Effects of Coarse-Graining on Molecular Simulation of Craze Formation in Polymer Glass

Crazing precedes the crack propagation in polymer glass and greatly increases the fracture toughness. We perform molecular dynamics simulations to study craze formation in glassy polystyrene (PS). The use of a structure-based coarse-grained (CG) model allows us to create and equilibrate a large-scale sample (approximate to 71 nm x 71 nm x 71 nm) of well-entangled PS chains with molecular weight 10 times the entanglement threshold. The back-mapping of the CG sample to the united-atom (UA) representation generates a PS sample with fine atomistic details. The structural features of the craze fibrils in the CG and UA simulations are almost the same, and both correlate with the underlying entanglement network as in the traditional theoretical description, reflecting the preservation of structural correlations during the coarse-graining. The stress level in the CG simulation is reduced compared with the UA simulation, as the coarse-graining with fine atomistic details removed leads to a smoother potential energy landscape for craze formation.
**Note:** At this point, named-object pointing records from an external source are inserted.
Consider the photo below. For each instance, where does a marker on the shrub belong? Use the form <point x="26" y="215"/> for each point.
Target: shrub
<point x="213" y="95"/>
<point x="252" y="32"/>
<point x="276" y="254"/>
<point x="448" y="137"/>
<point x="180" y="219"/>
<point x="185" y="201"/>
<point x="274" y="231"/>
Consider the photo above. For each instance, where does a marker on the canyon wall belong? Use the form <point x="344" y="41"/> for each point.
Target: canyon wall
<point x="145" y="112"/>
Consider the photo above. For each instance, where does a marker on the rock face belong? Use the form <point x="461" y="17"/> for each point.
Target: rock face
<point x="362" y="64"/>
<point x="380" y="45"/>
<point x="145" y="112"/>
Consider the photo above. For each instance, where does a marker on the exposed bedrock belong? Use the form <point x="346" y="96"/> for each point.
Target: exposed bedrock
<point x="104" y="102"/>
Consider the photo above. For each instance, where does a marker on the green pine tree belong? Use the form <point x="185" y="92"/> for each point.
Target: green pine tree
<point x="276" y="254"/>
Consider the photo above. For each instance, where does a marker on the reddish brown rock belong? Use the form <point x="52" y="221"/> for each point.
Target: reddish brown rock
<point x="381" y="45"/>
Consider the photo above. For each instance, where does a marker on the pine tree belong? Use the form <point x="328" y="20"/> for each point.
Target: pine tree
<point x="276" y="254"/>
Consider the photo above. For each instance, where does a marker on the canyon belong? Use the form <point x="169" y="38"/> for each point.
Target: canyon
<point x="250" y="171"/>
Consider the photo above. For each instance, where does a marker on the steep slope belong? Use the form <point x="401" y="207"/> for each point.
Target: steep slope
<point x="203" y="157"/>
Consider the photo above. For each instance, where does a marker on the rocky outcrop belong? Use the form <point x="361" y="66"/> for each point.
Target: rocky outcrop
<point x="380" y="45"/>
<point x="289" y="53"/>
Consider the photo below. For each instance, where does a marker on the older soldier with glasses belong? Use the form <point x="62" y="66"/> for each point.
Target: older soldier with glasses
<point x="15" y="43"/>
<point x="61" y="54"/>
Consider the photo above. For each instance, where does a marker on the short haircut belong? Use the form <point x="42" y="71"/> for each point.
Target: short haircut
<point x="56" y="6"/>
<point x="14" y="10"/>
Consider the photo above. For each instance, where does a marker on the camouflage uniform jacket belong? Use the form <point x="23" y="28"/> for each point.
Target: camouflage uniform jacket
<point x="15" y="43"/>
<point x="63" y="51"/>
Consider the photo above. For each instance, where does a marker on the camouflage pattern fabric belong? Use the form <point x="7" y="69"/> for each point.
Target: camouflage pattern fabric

In both CG and UA simulations, the same large fraction (70%-80%) of the stress during craze formation is dissipative stress, suggesting the coarse-graining preserves the relative contributions of the energetic and dissipative components to the overall stress. The constant drawing stress is related to the surface tension and the average spacing between craze fibrils in the simulations, as in the traditional models of crazing. We also demonstrate a scale-bridging simulation protocol where the CG simulation is used to accelerate the craze formation, and the subsequent back-mapping to the UA simulation is used to recover the stress level.